Además, nuestros antepasados también comenzaron la fabricación de instrumentos rudimentarios. Igual que confeccionaban flechas para cazar, también emplearon sus dotes ingenieras para crear unos primarios raspadores valiéndose de las piedras o flautas talladas en huesos de animales.
Quizás tendamos a pensar que estos descubrimientos no tienen más importancia que la innovación que significó en su tiempo. No obstante, al igual que se plantearon la primera cuestión filosófica de la Historia acerca de la muerte y la posibilidad de otra vida en el más allá, los primitivos también fueron los instigadores de nuestra insaciable sed de música. La música, al fin y al cabo, encierra en nosotros un gran misterio. Desde tiempos inmemoriales, nos ha servido de guía en la vida, nos ha acompañado en instantes felices y nos ha llorado nuestras mayores desgracias. ¿Acaso las suites de Bach o las óperas de Verdi habrían sido compuestas si no hubiera sido por la labor inicial de los paleolíticos?
Cuando nacemos y somos arrebatados del seno materno, lo primero que escuchamos es música: la atenta voz del doctor, el dulce acento de una madre. Incluso durante el embarazo, en el útero, ya nos desarrollamos con una música de fondo. Poco después de haber sido dados a luz, descubrimos nuestras manos y aprendemos instintivamente a dar palmadas, convirtiéndonos así en unos profesionales músicos y, más tarde, a lo largo de nuestra adolescencia, la música se transforma en nuestro refugio, donde dejar fluir nuestras sensaciones y pensamientos desordenados.
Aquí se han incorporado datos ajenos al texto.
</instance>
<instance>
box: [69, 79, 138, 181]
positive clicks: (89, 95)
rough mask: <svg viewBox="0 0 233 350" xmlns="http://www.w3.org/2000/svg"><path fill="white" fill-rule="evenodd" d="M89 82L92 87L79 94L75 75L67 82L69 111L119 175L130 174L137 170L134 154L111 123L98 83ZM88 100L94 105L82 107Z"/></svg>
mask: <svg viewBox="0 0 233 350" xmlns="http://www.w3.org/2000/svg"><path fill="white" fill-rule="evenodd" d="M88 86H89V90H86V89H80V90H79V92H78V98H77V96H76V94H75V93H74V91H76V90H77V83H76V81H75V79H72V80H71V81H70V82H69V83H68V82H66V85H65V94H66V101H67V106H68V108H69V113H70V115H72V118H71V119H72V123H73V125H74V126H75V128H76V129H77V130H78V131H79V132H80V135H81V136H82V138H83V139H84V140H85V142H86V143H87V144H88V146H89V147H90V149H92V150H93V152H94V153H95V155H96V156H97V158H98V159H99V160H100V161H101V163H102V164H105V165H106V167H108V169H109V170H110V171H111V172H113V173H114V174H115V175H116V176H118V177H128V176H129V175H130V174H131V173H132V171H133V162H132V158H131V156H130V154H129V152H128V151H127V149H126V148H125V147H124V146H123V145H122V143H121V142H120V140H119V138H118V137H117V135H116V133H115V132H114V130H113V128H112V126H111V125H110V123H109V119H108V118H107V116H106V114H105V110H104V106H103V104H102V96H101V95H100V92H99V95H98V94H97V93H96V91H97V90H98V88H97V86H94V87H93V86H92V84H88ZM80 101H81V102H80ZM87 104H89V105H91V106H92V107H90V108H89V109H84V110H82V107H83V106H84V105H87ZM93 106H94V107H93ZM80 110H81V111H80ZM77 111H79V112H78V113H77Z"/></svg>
En definitiva, la música se engendró a la par que nosotros y debería permanecer a nuestro lado toda la vida. Sin embargo, al llegar a la edad adulta, muchos seres olvidan el poder sobrenatural de este arte y, de esta manera, dejan de escuchar y disfrutar la música y, al fin y al cabo, de sentir. ¿De veras algo que flota en el viento, que acompaña cada una de nuestras palabras y que es un órgano más de nosotros mismos puede ser prescindible en una existencia que tiende a la autorrealización y la obtención de la ansiada felicidad?